Au tour de Konstantinos Papanikolaou de prendre le plateau avec  A User’s Manual – Chapter I & III : une "histoire" qu'il va nous conter en introduction pour nous exposer les raisons et conditions de sa présence ce soir parmi nous. Une commande spéciale pour cette soirée d'ouverture. 40 minutes de spectacle en solo: alors, au travail pour exprimer et faire transparaitre son processus de création. Comme faire apparaitre ou disparaitre la "narration" évidente que pourrait suggérer la danse? Démonstration brillante avec son toréro fantastique bien identifiable, son danseur de sirtaki virtuose  et autres évocations très lisibles de danse codée.

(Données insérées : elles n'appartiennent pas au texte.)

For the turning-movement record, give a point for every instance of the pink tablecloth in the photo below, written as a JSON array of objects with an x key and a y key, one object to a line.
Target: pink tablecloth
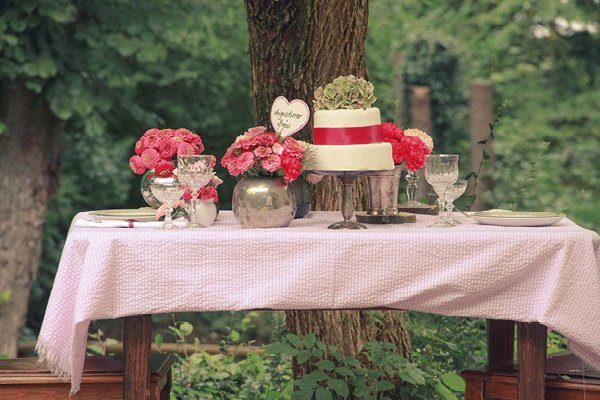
[{"x": 549, "y": 275}]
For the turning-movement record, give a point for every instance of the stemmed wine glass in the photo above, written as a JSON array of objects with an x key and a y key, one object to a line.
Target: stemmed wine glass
[
  {"x": 454, "y": 192},
  {"x": 441, "y": 171},
  {"x": 195, "y": 171},
  {"x": 167, "y": 191}
]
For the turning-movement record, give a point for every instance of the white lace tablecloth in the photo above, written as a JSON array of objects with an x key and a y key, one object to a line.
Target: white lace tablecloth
[{"x": 549, "y": 275}]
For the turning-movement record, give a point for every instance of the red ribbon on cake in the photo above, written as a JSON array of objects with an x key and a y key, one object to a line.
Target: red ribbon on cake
[{"x": 348, "y": 135}]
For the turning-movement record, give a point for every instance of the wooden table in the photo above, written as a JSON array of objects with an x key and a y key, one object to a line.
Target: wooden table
[{"x": 531, "y": 355}]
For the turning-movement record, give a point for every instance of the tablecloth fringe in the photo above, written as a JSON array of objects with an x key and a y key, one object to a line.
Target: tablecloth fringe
[{"x": 56, "y": 364}]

Avec humour et détachement, entre prise de parole et danse, le voilà entrainé dans son propre piège: raconter, illustrer, séduire et rassurer le spectateur. Pas de feinte ni de leurre, de distanciation ou falsification. Ni d'abstraction. Le conte est bon et il réussit sa performance en remplissant son cahier de charges légères. 40 minutes de bonheur limpide à déguster sans modération et dans une empathie immédiate et sincère, subtile et pleine de réflexion philosophique sur notre adaptation à saisir et reconnaitre ce qu'on semble maitriser. Belle soirée qui se "termine" autour du verre de l'amitié, des nourritures terrestres et des retrouvailles chaleureuses avec l'équipe du lieu. Et ses fidèles et nouveaux spectateurs et participants à la vie de cette "grande maison de la danse pour tous" et par toutes sortes de signatures chorégraphiques dans l'air de la créativité de notre temps.

 


Konstantinos Papanikolaou 
A User’s Manual – Chapter I & III
 
Konstantinos Papanikolaou, danseur et chorégraphe, est aussi diplômé de troisième cycle en danse de l’Université Paris 8 et a fait des études de psychologie à Athènes. Fort de ce parcours universitaire il interroge avec humour et décalage sa propre pratique et plus largement l’art contemporain. Qu’est-ce que le « grand art » et qu’est-ce que la « pop» ? Une sorte de guide de l’utilisateur destiné à fournir au public un mode d’emploi du fonctionnement de la représentation sur scène, plus particulièrement dans les spectacles de danse. Une entrée en matière idéale pour une saison riche de représentations en tout genre.